Among the research projects currently undertaken by the department is a Department of Energy funded program on the development of a carbon-negative process for comminution energy reduction and energy-relevant mineral extraction through carbon mineralization and biological carbon fixation. The concept utilizes CO₂ emitted at or near operating mines and processing operations to reduce the energy consumed during grinding by more than 50% while improving the recovery of critical energy relevant minerals by 20% or greater. The project is focused on applications involving ore sources of rare earth elements and copper.
The UK explosives research (UKERT) team often participates in blast mitigation and explosives usage optimization studies. UKERT is currently working on a project related to technological innovations and human factors for effective miner self-escape from underground mine emergencies. This project involves extending an existing eight-foot by eight-foot shock tube, constructing a 1/10 scale model shock tube of the Lake Lynn Experimental Mine, conducting numerical modeling, and, finally, providing a risk assessment related to the effects of geometry on methane explosion propagation. The research is conducted at the Georgetown Laboratory, which is situated in an underground limestone mine close to the UK campus.
Another research project that has recently started is funded by NIOSH and is related to the development of an In-Mine Underground Collision Avoidance Information System. This project aims to demonstrate an AI-powered hazard identification and alert system that can be retrofitted onto existing underground equipment.

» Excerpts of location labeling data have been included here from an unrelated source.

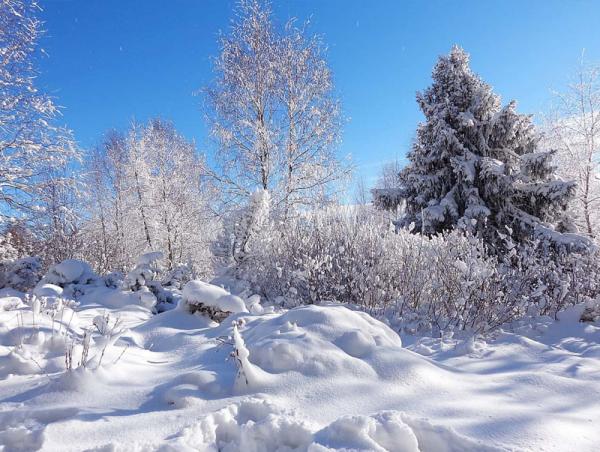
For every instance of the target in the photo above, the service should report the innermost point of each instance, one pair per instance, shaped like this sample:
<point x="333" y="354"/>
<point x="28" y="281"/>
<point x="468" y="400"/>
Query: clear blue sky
<point x="114" y="60"/>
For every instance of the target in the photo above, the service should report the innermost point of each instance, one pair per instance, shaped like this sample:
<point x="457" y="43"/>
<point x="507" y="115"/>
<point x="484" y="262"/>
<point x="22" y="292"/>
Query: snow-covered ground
<point x="311" y="378"/>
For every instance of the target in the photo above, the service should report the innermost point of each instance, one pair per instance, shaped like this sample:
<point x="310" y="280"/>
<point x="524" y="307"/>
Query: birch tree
<point x="273" y="113"/>
<point x="30" y="143"/>
<point x="574" y="130"/>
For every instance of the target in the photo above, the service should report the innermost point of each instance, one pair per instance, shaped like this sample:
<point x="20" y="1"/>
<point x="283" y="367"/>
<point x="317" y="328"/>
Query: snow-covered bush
<point x="70" y="271"/>
<point x="20" y="274"/>
<point x="178" y="277"/>
<point x="244" y="229"/>
<point x="443" y="282"/>
<point x="147" y="269"/>
<point x="210" y="300"/>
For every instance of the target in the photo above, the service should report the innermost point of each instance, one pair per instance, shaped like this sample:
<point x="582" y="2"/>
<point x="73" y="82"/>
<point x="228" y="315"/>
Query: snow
<point x="319" y="378"/>
<point x="200" y="292"/>
<point x="70" y="271"/>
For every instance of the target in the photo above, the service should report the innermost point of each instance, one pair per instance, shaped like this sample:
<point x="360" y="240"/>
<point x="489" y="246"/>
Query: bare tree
<point x="574" y="130"/>
<point x="147" y="194"/>
<point x="273" y="113"/>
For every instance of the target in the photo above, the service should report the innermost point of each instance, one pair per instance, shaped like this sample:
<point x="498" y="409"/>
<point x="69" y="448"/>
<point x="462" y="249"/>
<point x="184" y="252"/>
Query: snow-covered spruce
<point x="211" y="301"/>
<point x="476" y="165"/>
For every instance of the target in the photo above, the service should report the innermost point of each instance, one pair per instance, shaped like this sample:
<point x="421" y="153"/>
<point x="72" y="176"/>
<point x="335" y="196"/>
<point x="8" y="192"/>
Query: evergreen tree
<point x="475" y="165"/>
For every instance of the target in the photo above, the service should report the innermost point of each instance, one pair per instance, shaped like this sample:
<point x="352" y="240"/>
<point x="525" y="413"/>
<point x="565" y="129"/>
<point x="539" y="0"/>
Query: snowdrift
<point x="312" y="378"/>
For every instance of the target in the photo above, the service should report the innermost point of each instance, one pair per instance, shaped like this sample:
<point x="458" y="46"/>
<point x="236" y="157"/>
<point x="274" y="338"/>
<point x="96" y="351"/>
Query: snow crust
<point x="312" y="378"/>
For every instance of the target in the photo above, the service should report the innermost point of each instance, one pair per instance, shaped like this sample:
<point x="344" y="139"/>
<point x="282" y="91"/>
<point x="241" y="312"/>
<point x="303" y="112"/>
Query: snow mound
<point x="255" y="425"/>
<point x="319" y="340"/>
<point x="201" y="293"/>
<point x="48" y="290"/>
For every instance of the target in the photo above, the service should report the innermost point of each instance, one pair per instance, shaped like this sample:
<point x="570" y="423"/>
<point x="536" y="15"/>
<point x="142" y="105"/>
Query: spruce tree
<point x="476" y="165"/>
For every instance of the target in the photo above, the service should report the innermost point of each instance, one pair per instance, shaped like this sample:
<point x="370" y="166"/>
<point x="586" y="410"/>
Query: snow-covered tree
<point x="574" y="131"/>
<point x="147" y="194"/>
<point x="476" y="165"/>
<point x="30" y="145"/>
<point x="273" y="113"/>
<point x="389" y="193"/>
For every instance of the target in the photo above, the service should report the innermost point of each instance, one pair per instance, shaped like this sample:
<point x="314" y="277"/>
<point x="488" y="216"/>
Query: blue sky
<point x="113" y="60"/>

Department personnel are also working on the development of a stability mapping platform for stone mines that will combine numerical modeling and empirical criteria. This is a project funded by the Alpha Foundation for the Improvement of Mine Safety and Health and aims to develop a new platform that can be used to assess the stability of pillars in underground stone mines. A new software tool will be freely available to all stakeholders.
Developing sustainable recycling technologies for e-waste continues to be an area of focused effort for UK Mining Engineering’s recycling research. One recent development is with utilizing end-of-life solar panels. High grade silicon is recovered from damaged panels and evaluated for use as anode material in lithium ion batteries. The attraction of silicon-based anodes is their theoretical charge capacity, which is about an order of magnitude greater than incumbent graphite-based electrodes. This project is being conducted in collaboration with the Carbon Materials group at the UK Center for Applied Energy Research.